Insights into sucrose pathway of chicory stems by integrative transcriptomic and metabolic analyses

The worldwide-cultivated chicory (Cichorium intybus L.) produces food and beneficial compounds, and young pre-flowering inflorescence stems are newly marketed vegetables. These sink-organs undergo growth by metabolizing sugars of leaf origin; the carbohydrate content and sweetness are crucial aspects for consumers’ nutrition and acceptance. NMR profiling of 31 hydrosoluble phytochemicals showed that stem contents varied as influenced by genotype, environment and interaction, and that higher sucrose levels were associated with the sweeter of two landraces. Integrative analyses of metabolic and transcriptomic profile variations allowed the dissection of sucrose pathway.
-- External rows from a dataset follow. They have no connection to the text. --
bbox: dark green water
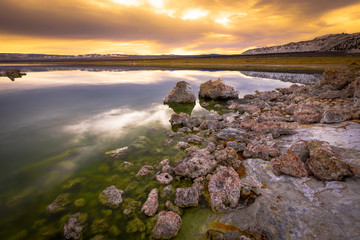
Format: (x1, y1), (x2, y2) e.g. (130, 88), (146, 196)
(0, 70), (320, 239)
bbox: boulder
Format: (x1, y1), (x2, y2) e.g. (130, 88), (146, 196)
(290, 141), (310, 162)
(164, 81), (196, 103)
(174, 148), (217, 178)
(99, 186), (124, 208)
(208, 166), (241, 212)
(294, 105), (322, 124)
(152, 211), (182, 239)
(136, 165), (154, 177)
(215, 147), (241, 169)
(320, 109), (346, 123)
(156, 173), (173, 185)
(271, 149), (308, 177)
(199, 78), (239, 100)
(64, 213), (87, 239)
(141, 188), (159, 216)
(175, 187), (199, 207)
(306, 141), (354, 181)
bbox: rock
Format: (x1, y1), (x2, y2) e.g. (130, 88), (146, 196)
(188, 135), (204, 144)
(90, 219), (110, 234)
(290, 141), (310, 162)
(105, 147), (129, 158)
(152, 211), (182, 239)
(99, 186), (124, 208)
(215, 127), (245, 142)
(208, 166), (241, 212)
(271, 149), (308, 177)
(125, 217), (146, 234)
(306, 141), (354, 181)
(174, 149), (217, 178)
(136, 165), (154, 177)
(164, 81), (196, 103)
(320, 109), (346, 123)
(64, 213), (87, 239)
(294, 105), (322, 124)
(141, 188), (159, 216)
(160, 159), (170, 166)
(123, 199), (141, 216)
(156, 173), (173, 185)
(199, 78), (239, 100)
(176, 142), (189, 149)
(165, 201), (182, 215)
(175, 187), (199, 207)
(215, 147), (241, 169)
(169, 113), (192, 128)
(46, 193), (71, 214)
(226, 141), (246, 152)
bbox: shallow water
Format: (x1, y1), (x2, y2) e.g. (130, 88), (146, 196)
(0, 69), (320, 239)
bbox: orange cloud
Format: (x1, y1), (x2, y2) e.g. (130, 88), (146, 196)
(0, 0), (360, 54)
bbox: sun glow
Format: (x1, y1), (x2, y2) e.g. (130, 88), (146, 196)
(182, 9), (209, 20)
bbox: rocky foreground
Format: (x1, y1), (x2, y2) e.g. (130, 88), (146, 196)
(48, 62), (360, 239)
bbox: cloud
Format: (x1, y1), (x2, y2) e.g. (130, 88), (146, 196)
(0, 0), (360, 54)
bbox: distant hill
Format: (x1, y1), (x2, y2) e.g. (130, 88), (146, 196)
(243, 33), (360, 55)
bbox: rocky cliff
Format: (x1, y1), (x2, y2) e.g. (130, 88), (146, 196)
(243, 33), (360, 55)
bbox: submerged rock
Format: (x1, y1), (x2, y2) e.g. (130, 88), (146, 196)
(174, 149), (217, 178)
(271, 149), (308, 177)
(199, 78), (239, 100)
(164, 81), (196, 103)
(306, 141), (354, 181)
(99, 186), (124, 208)
(175, 187), (199, 207)
(152, 211), (182, 239)
(141, 188), (159, 216)
(64, 213), (87, 239)
(46, 193), (71, 214)
(208, 166), (241, 212)
(156, 173), (173, 185)
(136, 165), (154, 177)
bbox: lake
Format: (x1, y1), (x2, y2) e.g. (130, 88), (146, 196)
(0, 66), (321, 239)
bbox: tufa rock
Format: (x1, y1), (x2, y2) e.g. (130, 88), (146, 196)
(99, 185), (124, 208)
(164, 81), (196, 103)
(152, 211), (182, 239)
(141, 188), (159, 216)
(199, 78), (239, 100)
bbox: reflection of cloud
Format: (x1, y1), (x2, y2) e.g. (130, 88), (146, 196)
(63, 104), (172, 141)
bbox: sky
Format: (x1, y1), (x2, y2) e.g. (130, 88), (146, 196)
(0, 0), (360, 55)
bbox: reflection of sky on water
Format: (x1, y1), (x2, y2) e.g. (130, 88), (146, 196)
(0, 70), (300, 191)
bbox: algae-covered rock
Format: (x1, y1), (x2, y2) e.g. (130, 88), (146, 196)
(175, 187), (199, 207)
(164, 81), (196, 104)
(99, 186), (124, 208)
(126, 218), (146, 234)
(64, 213), (87, 239)
(152, 211), (182, 239)
(91, 219), (109, 234)
(208, 166), (241, 212)
(74, 198), (86, 207)
(199, 78), (239, 100)
(46, 193), (71, 214)
(141, 188), (159, 216)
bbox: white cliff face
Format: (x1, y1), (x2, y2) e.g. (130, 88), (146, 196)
(243, 33), (360, 55)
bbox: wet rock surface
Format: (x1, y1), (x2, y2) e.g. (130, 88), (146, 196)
(199, 78), (239, 99)
(208, 166), (241, 212)
(152, 211), (182, 239)
(175, 187), (199, 207)
(99, 186), (124, 208)
(164, 81), (196, 103)
(141, 188), (159, 216)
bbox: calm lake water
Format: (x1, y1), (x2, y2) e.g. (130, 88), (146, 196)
(0, 69), (319, 239)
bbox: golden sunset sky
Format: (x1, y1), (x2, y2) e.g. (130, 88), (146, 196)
(0, 0), (360, 54)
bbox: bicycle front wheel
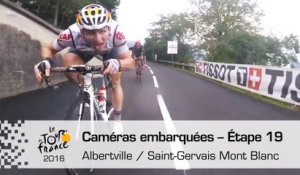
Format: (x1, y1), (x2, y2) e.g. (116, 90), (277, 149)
(65, 93), (100, 175)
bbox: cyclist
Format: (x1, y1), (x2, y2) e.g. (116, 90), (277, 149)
(34, 4), (134, 133)
(132, 41), (144, 78)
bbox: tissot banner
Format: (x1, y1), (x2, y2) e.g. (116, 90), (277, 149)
(195, 61), (300, 105)
(0, 121), (300, 169)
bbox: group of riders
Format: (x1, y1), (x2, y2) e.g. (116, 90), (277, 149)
(34, 4), (144, 133)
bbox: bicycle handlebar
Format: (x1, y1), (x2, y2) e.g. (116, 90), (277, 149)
(50, 65), (103, 74)
(40, 65), (103, 87)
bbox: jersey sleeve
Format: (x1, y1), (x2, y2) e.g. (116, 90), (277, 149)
(52, 29), (73, 51)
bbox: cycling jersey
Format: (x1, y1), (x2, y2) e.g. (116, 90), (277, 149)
(52, 21), (128, 55)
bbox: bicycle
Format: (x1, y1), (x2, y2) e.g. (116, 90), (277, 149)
(41, 65), (113, 175)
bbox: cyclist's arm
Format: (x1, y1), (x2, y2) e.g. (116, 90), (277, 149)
(41, 29), (73, 59)
(41, 43), (57, 59)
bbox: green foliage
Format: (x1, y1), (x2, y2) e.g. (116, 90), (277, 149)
(10, 0), (120, 29)
(145, 13), (194, 62)
(191, 0), (299, 66)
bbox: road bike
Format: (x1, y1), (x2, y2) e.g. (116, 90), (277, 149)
(41, 65), (113, 175)
(135, 58), (143, 83)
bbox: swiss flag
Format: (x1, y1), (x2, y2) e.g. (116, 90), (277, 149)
(248, 67), (262, 91)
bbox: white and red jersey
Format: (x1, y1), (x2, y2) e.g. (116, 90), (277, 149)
(52, 21), (128, 54)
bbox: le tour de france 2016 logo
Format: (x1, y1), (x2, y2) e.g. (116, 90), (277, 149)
(38, 127), (71, 154)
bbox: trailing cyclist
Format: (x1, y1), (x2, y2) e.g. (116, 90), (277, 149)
(132, 41), (144, 79)
(34, 4), (134, 133)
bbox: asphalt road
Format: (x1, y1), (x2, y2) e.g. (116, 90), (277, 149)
(0, 63), (300, 175)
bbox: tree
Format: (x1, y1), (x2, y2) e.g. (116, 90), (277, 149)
(145, 13), (194, 62)
(191, 0), (299, 66)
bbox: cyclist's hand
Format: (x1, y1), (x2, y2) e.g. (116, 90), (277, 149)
(103, 59), (120, 75)
(34, 59), (51, 81)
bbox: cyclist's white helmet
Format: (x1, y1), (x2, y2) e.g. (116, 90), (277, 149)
(76, 4), (112, 30)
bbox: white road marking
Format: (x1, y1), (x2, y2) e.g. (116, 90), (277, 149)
(153, 75), (159, 88)
(157, 94), (190, 170)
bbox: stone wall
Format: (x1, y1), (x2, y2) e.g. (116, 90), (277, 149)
(0, 0), (66, 98)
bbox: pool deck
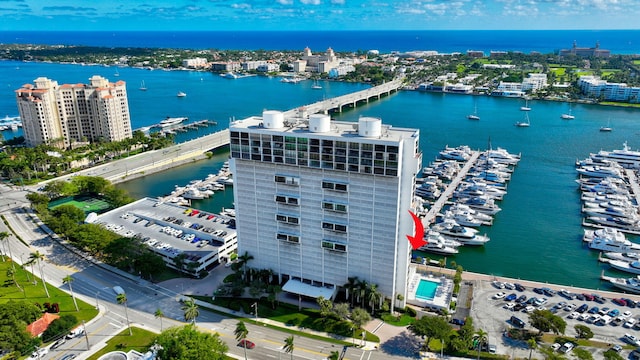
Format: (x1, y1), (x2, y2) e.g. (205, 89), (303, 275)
(407, 266), (453, 309)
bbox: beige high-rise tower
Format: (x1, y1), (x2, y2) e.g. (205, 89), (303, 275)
(16, 75), (132, 148)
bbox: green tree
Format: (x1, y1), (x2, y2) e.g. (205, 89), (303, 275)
(180, 298), (200, 325)
(153, 308), (164, 332)
(116, 293), (133, 335)
(233, 321), (249, 359)
(156, 324), (229, 360)
(62, 275), (80, 311)
(284, 335), (294, 360)
(573, 324), (593, 340)
(529, 310), (567, 334)
(29, 250), (51, 297)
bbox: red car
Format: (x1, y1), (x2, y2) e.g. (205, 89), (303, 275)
(611, 299), (627, 306)
(238, 339), (256, 349)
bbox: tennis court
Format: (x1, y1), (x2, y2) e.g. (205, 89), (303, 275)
(49, 196), (110, 214)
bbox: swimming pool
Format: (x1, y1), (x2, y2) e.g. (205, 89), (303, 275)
(416, 279), (440, 301)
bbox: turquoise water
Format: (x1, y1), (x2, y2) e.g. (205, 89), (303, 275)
(416, 279), (439, 300)
(0, 61), (640, 288)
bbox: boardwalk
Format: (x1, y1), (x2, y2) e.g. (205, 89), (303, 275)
(422, 151), (480, 228)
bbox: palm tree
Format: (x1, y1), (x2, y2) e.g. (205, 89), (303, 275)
(238, 251), (253, 281)
(29, 250), (51, 297)
(180, 299), (200, 325)
(153, 308), (164, 332)
(475, 329), (487, 360)
(527, 338), (538, 360)
(284, 335), (293, 360)
(62, 275), (80, 311)
(233, 321), (249, 360)
(116, 293), (133, 336)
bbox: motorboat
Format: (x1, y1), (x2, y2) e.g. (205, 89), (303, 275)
(439, 145), (471, 161)
(459, 196), (502, 215)
(159, 116), (189, 127)
(444, 210), (484, 227)
(608, 276), (640, 294)
(479, 147), (520, 165)
(418, 231), (460, 255)
(590, 142), (640, 169)
(603, 251), (640, 262)
(609, 260), (640, 275)
(582, 228), (640, 253)
(576, 165), (622, 178)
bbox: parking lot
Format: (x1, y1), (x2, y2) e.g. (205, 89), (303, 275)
(470, 280), (640, 358)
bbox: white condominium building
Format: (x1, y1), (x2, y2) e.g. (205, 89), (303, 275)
(15, 75), (132, 147)
(229, 111), (422, 306)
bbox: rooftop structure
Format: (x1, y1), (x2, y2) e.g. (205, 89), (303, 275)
(229, 111), (422, 306)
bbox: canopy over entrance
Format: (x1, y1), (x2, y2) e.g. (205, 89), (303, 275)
(282, 279), (336, 299)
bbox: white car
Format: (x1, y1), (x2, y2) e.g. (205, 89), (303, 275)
(622, 318), (637, 328)
(493, 291), (507, 300)
(623, 334), (640, 346)
(567, 311), (580, 319)
(27, 348), (49, 360)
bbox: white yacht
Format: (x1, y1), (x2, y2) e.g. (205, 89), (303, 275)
(582, 228), (640, 253)
(608, 276), (640, 294)
(609, 260), (640, 275)
(418, 231), (460, 255)
(576, 165), (622, 178)
(591, 142), (640, 169)
(159, 116), (188, 127)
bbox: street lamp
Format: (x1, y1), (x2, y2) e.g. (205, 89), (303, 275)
(251, 302), (258, 322)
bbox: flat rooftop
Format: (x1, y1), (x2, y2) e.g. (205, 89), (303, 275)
(229, 116), (419, 143)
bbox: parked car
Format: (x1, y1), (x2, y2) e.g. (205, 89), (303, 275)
(558, 342), (575, 354)
(238, 339), (256, 349)
(493, 291), (507, 300)
(509, 316), (525, 328)
(504, 293), (518, 301)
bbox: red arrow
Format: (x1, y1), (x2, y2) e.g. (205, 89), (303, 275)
(407, 210), (427, 250)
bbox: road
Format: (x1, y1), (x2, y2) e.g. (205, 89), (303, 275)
(0, 185), (417, 360)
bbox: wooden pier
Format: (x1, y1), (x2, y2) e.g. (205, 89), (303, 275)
(422, 151), (480, 229)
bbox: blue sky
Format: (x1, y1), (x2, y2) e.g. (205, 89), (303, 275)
(0, 0), (640, 31)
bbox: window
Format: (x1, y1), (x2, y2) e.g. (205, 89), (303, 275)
(321, 240), (347, 252)
(322, 181), (347, 191)
(322, 221), (347, 233)
(322, 201), (347, 213)
(276, 214), (300, 225)
(276, 233), (300, 244)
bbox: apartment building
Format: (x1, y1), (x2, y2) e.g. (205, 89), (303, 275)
(229, 111), (422, 306)
(15, 75), (132, 148)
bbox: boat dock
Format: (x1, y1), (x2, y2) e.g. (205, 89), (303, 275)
(422, 151), (480, 229)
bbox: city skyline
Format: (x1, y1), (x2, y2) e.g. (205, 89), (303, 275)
(0, 0), (640, 31)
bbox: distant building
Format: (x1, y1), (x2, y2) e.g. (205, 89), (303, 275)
(560, 41), (611, 58)
(578, 76), (640, 103)
(182, 58), (209, 69)
(15, 75), (132, 148)
(293, 47), (340, 73)
(229, 111), (422, 307)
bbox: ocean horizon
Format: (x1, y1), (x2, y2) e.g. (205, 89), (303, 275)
(0, 30), (640, 55)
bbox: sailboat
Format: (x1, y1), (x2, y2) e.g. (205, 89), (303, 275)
(515, 112), (531, 127)
(560, 106), (576, 120)
(467, 105), (480, 120)
(600, 119), (613, 132)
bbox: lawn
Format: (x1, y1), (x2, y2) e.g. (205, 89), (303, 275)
(87, 327), (158, 360)
(0, 257), (98, 324)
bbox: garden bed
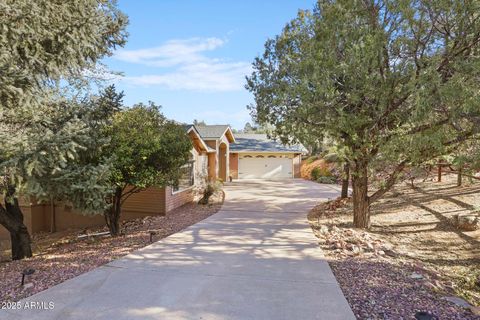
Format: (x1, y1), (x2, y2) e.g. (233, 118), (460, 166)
(308, 176), (480, 319)
(0, 191), (224, 302)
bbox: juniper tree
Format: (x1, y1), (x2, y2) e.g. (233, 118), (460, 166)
(0, 0), (127, 259)
(247, 0), (480, 228)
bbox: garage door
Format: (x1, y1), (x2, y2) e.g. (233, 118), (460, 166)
(238, 157), (293, 179)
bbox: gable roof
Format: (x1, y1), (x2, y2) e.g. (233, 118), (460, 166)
(230, 133), (306, 153)
(183, 124), (215, 152)
(195, 125), (235, 142)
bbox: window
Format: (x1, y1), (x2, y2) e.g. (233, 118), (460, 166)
(173, 160), (195, 192)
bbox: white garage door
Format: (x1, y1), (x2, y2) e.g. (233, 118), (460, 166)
(238, 158), (293, 179)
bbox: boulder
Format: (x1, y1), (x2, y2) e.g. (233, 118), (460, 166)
(456, 214), (480, 231)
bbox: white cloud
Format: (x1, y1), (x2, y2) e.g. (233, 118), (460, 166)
(114, 38), (251, 91)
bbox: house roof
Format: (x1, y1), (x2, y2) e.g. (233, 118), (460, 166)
(230, 133), (306, 153)
(183, 124), (215, 152)
(195, 125), (235, 142)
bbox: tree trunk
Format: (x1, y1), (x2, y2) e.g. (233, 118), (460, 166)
(0, 187), (32, 260)
(341, 162), (350, 199)
(104, 187), (123, 237)
(352, 161), (370, 229)
(457, 167), (462, 187)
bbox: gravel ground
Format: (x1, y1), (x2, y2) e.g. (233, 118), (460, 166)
(308, 176), (480, 320)
(0, 192), (224, 302)
(329, 258), (474, 320)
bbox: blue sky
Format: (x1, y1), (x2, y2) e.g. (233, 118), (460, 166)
(105, 0), (315, 129)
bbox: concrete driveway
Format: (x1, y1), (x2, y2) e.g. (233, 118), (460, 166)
(0, 180), (355, 320)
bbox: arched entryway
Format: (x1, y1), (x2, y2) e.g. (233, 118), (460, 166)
(218, 142), (227, 181)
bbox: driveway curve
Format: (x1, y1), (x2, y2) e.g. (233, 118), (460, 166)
(0, 179), (355, 320)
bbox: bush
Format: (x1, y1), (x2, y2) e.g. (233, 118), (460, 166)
(323, 153), (339, 163)
(310, 167), (332, 181)
(316, 176), (337, 184)
(305, 156), (318, 164)
(198, 179), (223, 205)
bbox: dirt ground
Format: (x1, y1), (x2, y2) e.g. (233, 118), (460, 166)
(0, 191), (224, 302)
(309, 175), (480, 319)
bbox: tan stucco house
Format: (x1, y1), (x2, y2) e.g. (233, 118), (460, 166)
(0, 125), (305, 239)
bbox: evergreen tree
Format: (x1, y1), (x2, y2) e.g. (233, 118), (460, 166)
(0, 0), (127, 259)
(247, 0), (480, 228)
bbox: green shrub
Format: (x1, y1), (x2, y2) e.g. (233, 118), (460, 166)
(323, 153), (339, 163)
(310, 167), (332, 181)
(316, 176), (337, 184)
(198, 179), (223, 205)
(310, 167), (321, 181)
(305, 156), (318, 164)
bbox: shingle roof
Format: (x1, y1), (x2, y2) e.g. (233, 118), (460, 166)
(195, 125), (229, 139)
(230, 133), (306, 153)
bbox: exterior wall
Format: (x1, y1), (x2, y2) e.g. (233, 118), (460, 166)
(0, 188), (166, 240)
(165, 187), (194, 212)
(217, 135), (230, 179)
(195, 153), (208, 186)
(293, 154), (302, 178)
(229, 153), (238, 179)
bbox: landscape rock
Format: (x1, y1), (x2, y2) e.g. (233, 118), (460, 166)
(470, 306), (480, 316)
(443, 296), (471, 308)
(410, 272), (423, 280)
(456, 214), (480, 231)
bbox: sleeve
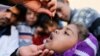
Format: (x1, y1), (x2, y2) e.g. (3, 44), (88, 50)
(89, 18), (100, 41)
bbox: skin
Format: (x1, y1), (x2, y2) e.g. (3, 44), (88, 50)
(0, 7), (19, 26)
(26, 10), (36, 26)
(57, 0), (71, 21)
(11, 0), (57, 16)
(44, 24), (78, 53)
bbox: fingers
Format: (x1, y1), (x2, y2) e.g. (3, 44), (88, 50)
(37, 44), (45, 50)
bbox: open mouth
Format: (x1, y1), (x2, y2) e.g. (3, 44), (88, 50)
(44, 34), (53, 44)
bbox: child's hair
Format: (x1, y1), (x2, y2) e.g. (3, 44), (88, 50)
(72, 22), (89, 40)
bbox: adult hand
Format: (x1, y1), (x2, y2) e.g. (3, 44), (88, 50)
(10, 0), (57, 16)
(18, 45), (54, 56)
(18, 45), (44, 56)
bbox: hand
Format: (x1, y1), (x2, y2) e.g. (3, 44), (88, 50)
(18, 45), (44, 56)
(12, 0), (57, 16)
(40, 49), (54, 56)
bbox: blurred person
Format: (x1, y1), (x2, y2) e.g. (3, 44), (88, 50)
(17, 8), (37, 46)
(33, 13), (67, 45)
(11, 5), (53, 56)
(0, 5), (19, 56)
(57, 0), (100, 40)
(10, 0), (57, 16)
(44, 23), (98, 56)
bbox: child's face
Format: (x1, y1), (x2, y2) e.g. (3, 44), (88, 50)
(26, 10), (37, 25)
(44, 24), (78, 52)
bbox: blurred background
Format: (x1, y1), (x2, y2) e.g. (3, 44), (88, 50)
(69, 0), (100, 12)
(0, 0), (100, 12)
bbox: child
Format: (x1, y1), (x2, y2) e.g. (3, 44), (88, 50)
(17, 6), (37, 47)
(44, 23), (98, 56)
(33, 13), (67, 45)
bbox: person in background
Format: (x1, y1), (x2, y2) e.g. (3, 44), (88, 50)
(57, 0), (100, 40)
(0, 5), (19, 56)
(17, 6), (37, 47)
(57, 0), (100, 56)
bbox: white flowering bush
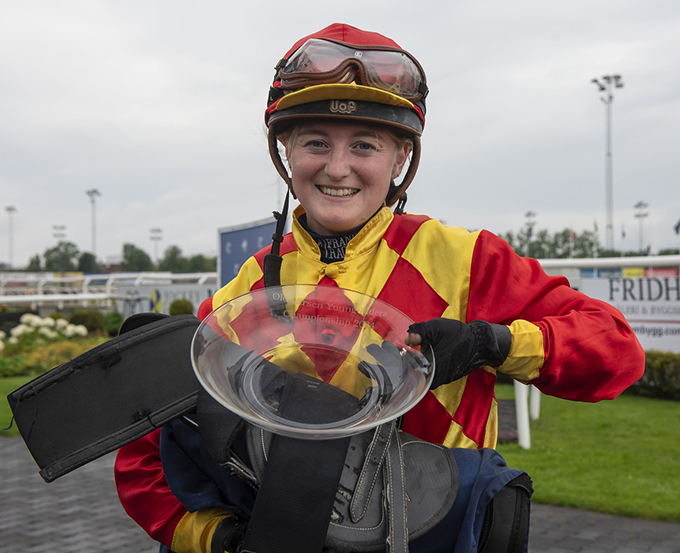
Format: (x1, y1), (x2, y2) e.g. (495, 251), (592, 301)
(0, 313), (105, 377)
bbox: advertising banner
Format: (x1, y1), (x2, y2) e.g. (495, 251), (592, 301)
(581, 269), (680, 353)
(217, 217), (276, 286)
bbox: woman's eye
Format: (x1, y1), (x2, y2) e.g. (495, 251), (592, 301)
(355, 142), (376, 152)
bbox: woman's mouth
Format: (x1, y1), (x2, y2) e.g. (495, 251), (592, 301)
(317, 185), (359, 198)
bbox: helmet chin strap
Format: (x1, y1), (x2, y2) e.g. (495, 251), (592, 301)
(264, 191), (290, 288)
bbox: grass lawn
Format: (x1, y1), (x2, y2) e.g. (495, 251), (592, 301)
(497, 385), (680, 521)
(0, 376), (35, 436)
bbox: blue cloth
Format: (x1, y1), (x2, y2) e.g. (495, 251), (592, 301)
(160, 421), (523, 553)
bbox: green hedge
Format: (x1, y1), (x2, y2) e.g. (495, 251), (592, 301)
(170, 298), (194, 315)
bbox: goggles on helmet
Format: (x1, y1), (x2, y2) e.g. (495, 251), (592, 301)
(279, 38), (428, 101)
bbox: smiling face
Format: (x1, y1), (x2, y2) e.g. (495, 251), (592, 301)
(284, 120), (409, 236)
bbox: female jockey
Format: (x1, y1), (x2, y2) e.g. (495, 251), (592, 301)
(115, 24), (644, 553)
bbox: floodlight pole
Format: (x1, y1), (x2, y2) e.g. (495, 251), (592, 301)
(591, 75), (623, 251)
(5, 205), (17, 269)
(149, 227), (163, 263)
(85, 188), (101, 259)
(635, 201), (649, 252)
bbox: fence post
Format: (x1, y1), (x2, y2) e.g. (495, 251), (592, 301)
(515, 380), (531, 449)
Overall, 427 and 23 unigenes respectively fell into the categories of sucrose metabolism and sugar carriers. Among 10 differentially expressed genes, the 11474/sucrose synthase, 53458/fructokinase, 9306 and 17035/hexokinases, and 20171/SWEET-type genes significantly associated to sugar content variation, and deduced proteins were characterised in silico. Correlation analyses encompassing sugar level variation, expressions of the former genes and of computationally assigned transcription factors (10938/NAC, 14712/bHLH, 40133/TALE and 17846/MIKC) revealed a gene network. The latter was minimally affected by the environment and accomplished with markers, representing a resource for biological studies and breeding. Integrative analysis combining metabolic and gene transcription profiles were used to give insights into chicory stem sugar metabolism of two landraces grown in different sites in order to define a gene network subtending sugar content differences. [Display omitted] •Sugar sink of stems was studied in chicories diverging for sugar content.•Sucrose level and sweetness were affected by the genotype, site and interactions.•Catabolism/transport gene expression variations associated to sucrose differences.•Transcription factors were in silico assigned to build a gene-metabolite network.•The network was unaffected by the environment and provided gene markers.